In his opinion piece Ian Gray, CIEH policy officer, echoes
this message and tells the profession to stop making excuses
about why it is difficult to tackle broader public health
issues and try to allocate some time, even if it is half a
day a fortnight, to working on some of the public health initiatives
coming out of the pcts.
There is also a clarion call from the EHPs that have made
the move from local government to local pcts and regional
teams in the Health Protection Agency to join them. EHPs working
in these new public health delivery agencies are also proselytising
on behalf of the profession, alerting their colleagues to
the breadth and depth of experience that exists in local government
among EHPs.
This is exciting stuff and yet those who qualified as public
health inspectors back in the 1970s might allow themselves
a wry smile when reading all this. Talking to them, the view
is that the profession has come full circle and is now back
on track, breaking away from just being a regulatory service
and joining the larger public health network. Of course, before
1974 the NHS, through their community health focus, right
up to the World Health Organisation provided that network.

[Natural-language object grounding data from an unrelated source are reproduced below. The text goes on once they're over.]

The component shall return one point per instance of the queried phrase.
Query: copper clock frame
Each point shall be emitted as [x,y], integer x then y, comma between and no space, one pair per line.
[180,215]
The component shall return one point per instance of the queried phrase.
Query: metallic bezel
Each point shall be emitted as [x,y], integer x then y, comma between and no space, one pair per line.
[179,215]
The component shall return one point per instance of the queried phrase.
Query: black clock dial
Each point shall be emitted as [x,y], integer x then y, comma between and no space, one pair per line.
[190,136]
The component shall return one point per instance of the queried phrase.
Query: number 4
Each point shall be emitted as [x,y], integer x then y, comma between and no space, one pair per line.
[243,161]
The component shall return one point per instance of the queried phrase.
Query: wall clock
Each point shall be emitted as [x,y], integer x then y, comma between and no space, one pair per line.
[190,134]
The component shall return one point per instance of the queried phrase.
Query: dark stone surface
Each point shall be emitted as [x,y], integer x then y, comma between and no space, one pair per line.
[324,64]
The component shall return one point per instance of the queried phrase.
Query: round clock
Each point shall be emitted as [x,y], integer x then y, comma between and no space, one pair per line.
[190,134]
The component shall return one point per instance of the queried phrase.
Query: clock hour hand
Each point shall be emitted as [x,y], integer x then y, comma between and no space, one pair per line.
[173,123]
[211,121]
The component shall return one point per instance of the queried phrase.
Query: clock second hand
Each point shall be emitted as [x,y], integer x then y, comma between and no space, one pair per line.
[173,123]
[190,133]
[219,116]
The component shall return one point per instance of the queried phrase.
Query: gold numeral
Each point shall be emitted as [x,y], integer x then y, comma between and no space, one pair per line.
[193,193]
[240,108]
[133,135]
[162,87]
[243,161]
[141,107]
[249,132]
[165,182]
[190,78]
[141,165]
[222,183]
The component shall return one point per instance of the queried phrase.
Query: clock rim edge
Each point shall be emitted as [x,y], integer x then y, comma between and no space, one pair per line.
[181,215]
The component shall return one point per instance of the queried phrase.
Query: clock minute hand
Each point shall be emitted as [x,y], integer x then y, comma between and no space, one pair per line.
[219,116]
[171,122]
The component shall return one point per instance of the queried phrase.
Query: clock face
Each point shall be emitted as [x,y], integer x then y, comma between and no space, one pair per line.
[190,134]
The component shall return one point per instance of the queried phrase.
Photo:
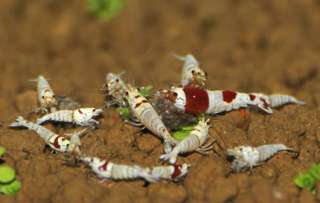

It was to the WHO where some of the more ambitious public
health professionals looked to develop their careers.
Now, once again, it is the NHS that is the main driver for
public health, which has raised interesting issues around
status. This month, we look at Rwanda and how the CIEH Welsh
centre is helping to set up a degree course at the Kigali
Health Institute. Like Tanzania, the reason degree status
is so important is because professionals working in clinical
health in Africa have a history of not listening to public
health colleagues because they feel they are not as well qualified,
compared to them. The only way that Africa's public health
professionals can hope to have an influence is by gaining
credibility through further education. Environmental health
in Tanzania and Rwanda is in its infancy compared to the UK,
and yet the same issues apply. EHPs in the UK are now recognising
that if they want to have greater influence within their pcts
they are going to have to do further training and join the
voluntary register of the Faculty of Public Health. The more
EHPs who are on the register the more influence the profession
will have on clinical colleagues.
As the old adage goes, there is nothing new under the sun.